Em primeiro lugar, proibiu os municípios de vincularem a base de cálculo do ITBI à do IPTU. Embora o Código Tributário Nacional aluda ao valor venal como sendo a base de cálculo do ITBI, esta deve corresponder ao valor de mercado. Ora, no IPTU tributa-se a propriedade, fundada na planta genérica de valores (localização, acabamento, metragem do imóvel), mediante o lançamento direto ou de ofício. Já o ITBI grava a transmissão da propriedade por ato inter vivos. Seu lançamento usualmente se dá por declaração ou por homologação, promovido através das informações do contribuinte em torno das variáveis que viabilizaram o negócio jurídico entre o alienante e o adquirente.

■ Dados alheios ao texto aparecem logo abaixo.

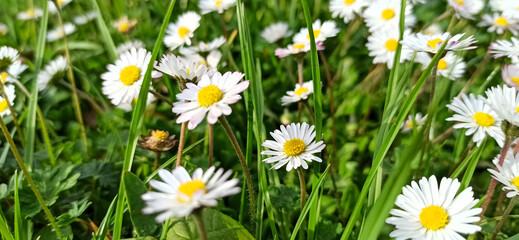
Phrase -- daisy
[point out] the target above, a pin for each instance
(180, 194)
(321, 32)
(382, 45)
(466, 8)
(30, 14)
(347, 9)
(386, 14)
(508, 174)
(4, 105)
(211, 96)
(432, 43)
(54, 70)
(123, 80)
(413, 121)
(429, 211)
(59, 32)
(293, 146)
(477, 117)
(181, 32)
(275, 32)
(207, 6)
(124, 25)
(299, 93)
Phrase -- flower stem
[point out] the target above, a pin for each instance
(243, 162)
(29, 178)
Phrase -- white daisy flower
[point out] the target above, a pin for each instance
(125, 47)
(432, 43)
(466, 8)
(346, 9)
(293, 146)
(300, 93)
(499, 23)
(123, 80)
(211, 96)
(30, 14)
(124, 25)
(275, 32)
(56, 68)
(477, 117)
(207, 6)
(505, 102)
(450, 66)
(180, 194)
(413, 121)
(429, 211)
(386, 14)
(59, 32)
(181, 32)
(508, 174)
(4, 105)
(382, 45)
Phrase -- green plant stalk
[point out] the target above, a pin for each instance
(29, 178)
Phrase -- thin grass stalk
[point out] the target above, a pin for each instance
(29, 178)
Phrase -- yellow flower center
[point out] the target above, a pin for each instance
(391, 44)
(190, 188)
(434, 43)
(209, 95)
(182, 31)
(388, 14)
(501, 21)
(484, 119)
(130, 75)
(442, 64)
(294, 147)
(434, 217)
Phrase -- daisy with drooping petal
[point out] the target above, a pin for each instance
(429, 211)
(211, 96)
(59, 32)
(294, 146)
(275, 32)
(123, 80)
(181, 32)
(477, 117)
(300, 93)
(508, 174)
(179, 194)
(207, 6)
(346, 9)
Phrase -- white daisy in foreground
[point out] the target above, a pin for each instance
(386, 14)
(59, 32)
(211, 96)
(55, 69)
(123, 80)
(275, 32)
(466, 8)
(207, 6)
(346, 9)
(382, 45)
(4, 105)
(321, 32)
(477, 117)
(181, 32)
(413, 122)
(180, 194)
(30, 14)
(293, 146)
(429, 211)
(432, 43)
(300, 93)
(508, 174)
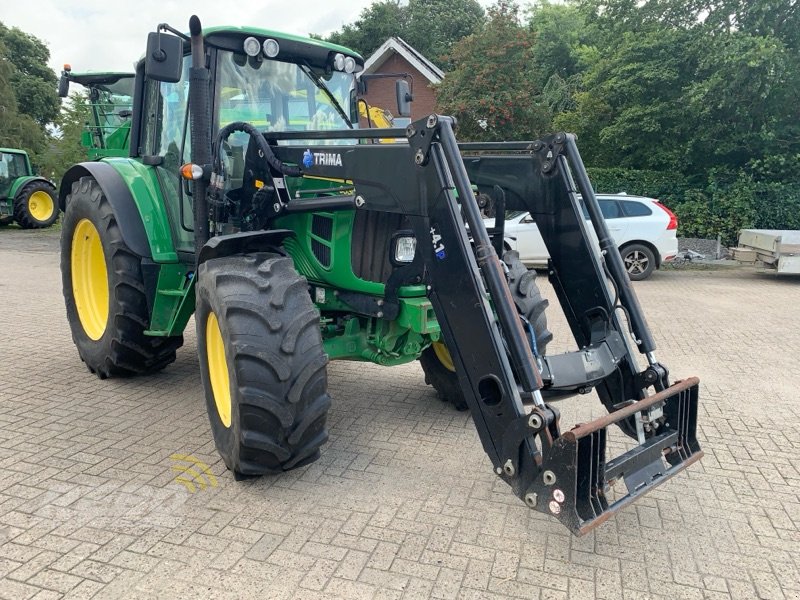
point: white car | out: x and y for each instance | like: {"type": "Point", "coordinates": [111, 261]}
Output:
{"type": "Point", "coordinates": [643, 228]}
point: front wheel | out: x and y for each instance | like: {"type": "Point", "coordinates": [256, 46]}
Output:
{"type": "Point", "coordinates": [262, 363]}
{"type": "Point", "coordinates": [437, 364]}
{"type": "Point", "coordinates": [35, 205]}
{"type": "Point", "coordinates": [104, 290]}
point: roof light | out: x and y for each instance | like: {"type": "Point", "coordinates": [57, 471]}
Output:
{"type": "Point", "coordinates": [252, 47]}
{"type": "Point", "coordinates": [271, 48]}
{"type": "Point", "coordinates": [673, 219]}
{"type": "Point", "coordinates": [192, 171]}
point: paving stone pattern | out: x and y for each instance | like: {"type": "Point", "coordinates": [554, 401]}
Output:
{"type": "Point", "coordinates": [403, 503]}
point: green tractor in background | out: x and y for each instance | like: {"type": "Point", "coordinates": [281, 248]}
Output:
{"type": "Point", "coordinates": [111, 101]}
{"type": "Point", "coordinates": [25, 197]}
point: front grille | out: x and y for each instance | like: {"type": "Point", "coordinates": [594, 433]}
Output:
{"type": "Point", "coordinates": [372, 234]}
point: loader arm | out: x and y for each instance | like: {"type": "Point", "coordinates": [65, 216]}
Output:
{"type": "Point", "coordinates": [565, 474]}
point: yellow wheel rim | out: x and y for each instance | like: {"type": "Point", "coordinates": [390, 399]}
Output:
{"type": "Point", "coordinates": [89, 279]}
{"type": "Point", "coordinates": [218, 369]}
{"type": "Point", "coordinates": [40, 206]}
{"type": "Point", "coordinates": [443, 354]}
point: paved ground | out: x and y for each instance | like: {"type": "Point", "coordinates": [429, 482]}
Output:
{"type": "Point", "coordinates": [403, 503]}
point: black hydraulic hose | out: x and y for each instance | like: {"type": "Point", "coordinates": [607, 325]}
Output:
{"type": "Point", "coordinates": [520, 349]}
{"type": "Point", "coordinates": [200, 107]}
{"type": "Point", "coordinates": [613, 258]}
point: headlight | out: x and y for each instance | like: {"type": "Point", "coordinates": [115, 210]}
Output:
{"type": "Point", "coordinates": [405, 247]}
{"type": "Point", "coordinates": [252, 47]}
{"type": "Point", "coordinates": [271, 48]}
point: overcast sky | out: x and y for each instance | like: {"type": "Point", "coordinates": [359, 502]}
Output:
{"type": "Point", "coordinates": [108, 35]}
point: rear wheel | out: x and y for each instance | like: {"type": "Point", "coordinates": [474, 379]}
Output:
{"type": "Point", "coordinates": [262, 363]}
{"type": "Point", "coordinates": [104, 290]}
{"type": "Point", "coordinates": [35, 205]}
{"type": "Point", "coordinates": [639, 261]}
{"type": "Point", "coordinates": [436, 361]}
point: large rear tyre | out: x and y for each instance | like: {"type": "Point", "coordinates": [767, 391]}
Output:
{"type": "Point", "coordinates": [262, 363]}
{"type": "Point", "coordinates": [35, 205]}
{"type": "Point", "coordinates": [104, 290]}
{"type": "Point", "coordinates": [436, 361]}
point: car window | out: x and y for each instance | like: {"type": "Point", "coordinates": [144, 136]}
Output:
{"type": "Point", "coordinates": [610, 209]}
{"type": "Point", "coordinates": [636, 209]}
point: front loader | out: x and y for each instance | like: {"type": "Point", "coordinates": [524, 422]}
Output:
{"type": "Point", "coordinates": [252, 200]}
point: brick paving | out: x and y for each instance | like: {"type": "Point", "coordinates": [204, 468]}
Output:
{"type": "Point", "coordinates": [403, 503]}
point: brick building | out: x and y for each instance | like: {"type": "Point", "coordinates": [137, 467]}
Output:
{"type": "Point", "coordinates": [396, 56]}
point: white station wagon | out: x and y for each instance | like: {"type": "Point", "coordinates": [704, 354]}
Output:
{"type": "Point", "coordinates": [643, 228]}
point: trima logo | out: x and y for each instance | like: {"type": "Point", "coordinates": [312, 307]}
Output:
{"type": "Point", "coordinates": [192, 473]}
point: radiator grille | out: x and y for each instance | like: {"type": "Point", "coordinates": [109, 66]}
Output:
{"type": "Point", "coordinates": [372, 234]}
{"type": "Point", "coordinates": [322, 228]}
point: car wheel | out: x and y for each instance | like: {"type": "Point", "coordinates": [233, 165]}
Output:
{"type": "Point", "coordinates": [639, 261]}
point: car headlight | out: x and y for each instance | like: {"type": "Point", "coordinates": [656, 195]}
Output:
{"type": "Point", "coordinates": [404, 248]}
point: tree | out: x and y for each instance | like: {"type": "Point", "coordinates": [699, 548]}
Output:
{"type": "Point", "coordinates": [66, 150]}
{"type": "Point", "coordinates": [435, 25]}
{"type": "Point", "coordinates": [33, 82]}
{"type": "Point", "coordinates": [492, 89]}
{"type": "Point", "coordinates": [430, 26]}
{"type": "Point", "coordinates": [17, 130]}
{"type": "Point", "coordinates": [378, 22]}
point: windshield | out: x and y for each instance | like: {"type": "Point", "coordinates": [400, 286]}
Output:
{"type": "Point", "coordinates": [113, 102]}
{"type": "Point", "coordinates": [280, 96]}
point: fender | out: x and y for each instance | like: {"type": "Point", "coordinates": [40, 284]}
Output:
{"type": "Point", "coordinates": [21, 182]}
{"type": "Point", "coordinates": [150, 237]}
{"type": "Point", "coordinates": [242, 243]}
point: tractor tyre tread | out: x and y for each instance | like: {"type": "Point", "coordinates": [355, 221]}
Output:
{"type": "Point", "coordinates": [22, 214]}
{"type": "Point", "coordinates": [124, 349]}
{"type": "Point", "coordinates": [275, 360]}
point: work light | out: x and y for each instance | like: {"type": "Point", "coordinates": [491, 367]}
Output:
{"type": "Point", "coordinates": [252, 46]}
{"type": "Point", "coordinates": [271, 48]}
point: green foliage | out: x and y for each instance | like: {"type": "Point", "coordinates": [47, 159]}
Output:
{"type": "Point", "coordinates": [430, 26]}
{"type": "Point", "coordinates": [66, 150]}
{"type": "Point", "coordinates": [17, 130]}
{"type": "Point", "coordinates": [492, 89]}
{"type": "Point", "coordinates": [32, 81]}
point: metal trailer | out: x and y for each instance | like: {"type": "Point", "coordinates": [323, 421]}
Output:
{"type": "Point", "coordinates": [777, 249]}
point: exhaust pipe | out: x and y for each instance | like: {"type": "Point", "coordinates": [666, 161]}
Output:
{"type": "Point", "coordinates": [200, 113]}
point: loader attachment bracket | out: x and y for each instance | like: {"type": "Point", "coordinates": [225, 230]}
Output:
{"type": "Point", "coordinates": [580, 486]}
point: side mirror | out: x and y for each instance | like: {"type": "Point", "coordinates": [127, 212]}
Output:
{"type": "Point", "coordinates": [164, 58]}
{"type": "Point", "coordinates": [63, 86]}
{"type": "Point", "coordinates": [404, 98]}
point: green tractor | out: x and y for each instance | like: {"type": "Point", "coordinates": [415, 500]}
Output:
{"type": "Point", "coordinates": [251, 200]}
{"type": "Point", "coordinates": [25, 197]}
{"type": "Point", "coordinates": [110, 100]}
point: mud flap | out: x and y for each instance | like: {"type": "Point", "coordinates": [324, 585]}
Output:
{"type": "Point", "coordinates": [576, 481]}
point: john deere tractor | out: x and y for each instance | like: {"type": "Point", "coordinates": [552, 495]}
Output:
{"type": "Point", "coordinates": [110, 96]}
{"type": "Point", "coordinates": [251, 200]}
{"type": "Point", "coordinates": [25, 197]}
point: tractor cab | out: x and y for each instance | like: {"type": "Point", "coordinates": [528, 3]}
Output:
{"type": "Point", "coordinates": [111, 104]}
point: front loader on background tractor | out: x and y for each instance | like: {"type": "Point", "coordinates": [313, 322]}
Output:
{"type": "Point", "coordinates": [251, 199]}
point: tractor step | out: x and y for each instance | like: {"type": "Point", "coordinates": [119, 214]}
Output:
{"type": "Point", "coordinates": [579, 485]}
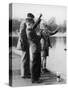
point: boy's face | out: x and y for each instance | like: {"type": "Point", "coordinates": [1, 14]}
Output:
{"type": "Point", "coordinates": [29, 24]}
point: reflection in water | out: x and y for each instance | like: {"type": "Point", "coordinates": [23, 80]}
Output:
{"type": "Point", "coordinates": [56, 60]}
{"type": "Point", "coordinates": [57, 56]}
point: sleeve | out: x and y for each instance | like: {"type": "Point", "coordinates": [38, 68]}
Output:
{"type": "Point", "coordinates": [21, 35]}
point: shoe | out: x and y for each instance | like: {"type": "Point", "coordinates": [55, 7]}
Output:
{"type": "Point", "coordinates": [36, 81]}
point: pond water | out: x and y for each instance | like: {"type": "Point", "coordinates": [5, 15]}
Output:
{"type": "Point", "coordinates": [56, 60]}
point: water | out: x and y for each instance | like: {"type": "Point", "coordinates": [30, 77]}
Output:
{"type": "Point", "coordinates": [56, 60]}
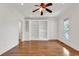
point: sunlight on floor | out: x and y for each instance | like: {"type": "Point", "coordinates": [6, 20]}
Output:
{"type": "Point", "coordinates": [66, 52]}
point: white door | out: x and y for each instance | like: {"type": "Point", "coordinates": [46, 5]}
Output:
{"type": "Point", "coordinates": [37, 29]}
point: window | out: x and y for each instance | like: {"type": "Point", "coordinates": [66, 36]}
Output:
{"type": "Point", "coordinates": [66, 29]}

Aqui, sequer os Municípios poderão empregar a base de cálculo do IPTU como piso de tributação para o ITBI, porquanto não reflete o valor de mercado do imóvel.

Por outro lado, os Municípios também não poderão arbitrar previamente o valor venal de referência como parâmetro para a fixação da base de cálculo do ITBI. É que no cotidiano das várias administrações tributárias, o Fisco vem fixando antecipadamente o valor do ITBI, circunstância que equivale a um verdadeiro lançamento de ofício, indevidamente calculado sobre critérios escolhidos unilateralmente, desprezando as peculiaridades do imóvel e a transação celebrada pelo contribuinte.

Por último, o STJ reafirmou a possibilidade dos municípios revisarem o lançamento do ITBI quando não mereçam fé as declarações do contribuinte (presunção relativa). Assim, em virtude das particularidades do ITBI, a sua base de cálculo in concreto deverá partir da declaração do sujeito passivo, facultando ao Fisco, mediante instauração de procedimento administrativo, desde que assegurado o contraditório e a ampla defesa, proceder ao arbitramento de sua base de cálculo (art. 148, CTN).

Entendemos que as decisões judiciais foram acertadas, justas e chegaram em um bom momento. Foram congruentes com os precedentes já existentes e impuseram limites às práticas abusivas de alguns Municípios. Serviram, ainda, para fortalecer a esfera jurídica do contribuinte. Expulsaram o Fisco do reino da fantasia para exigir que a cobrança do ITBI ocorra com base em pressupostos da realidade, segundo as regras e parâmetros de mercado.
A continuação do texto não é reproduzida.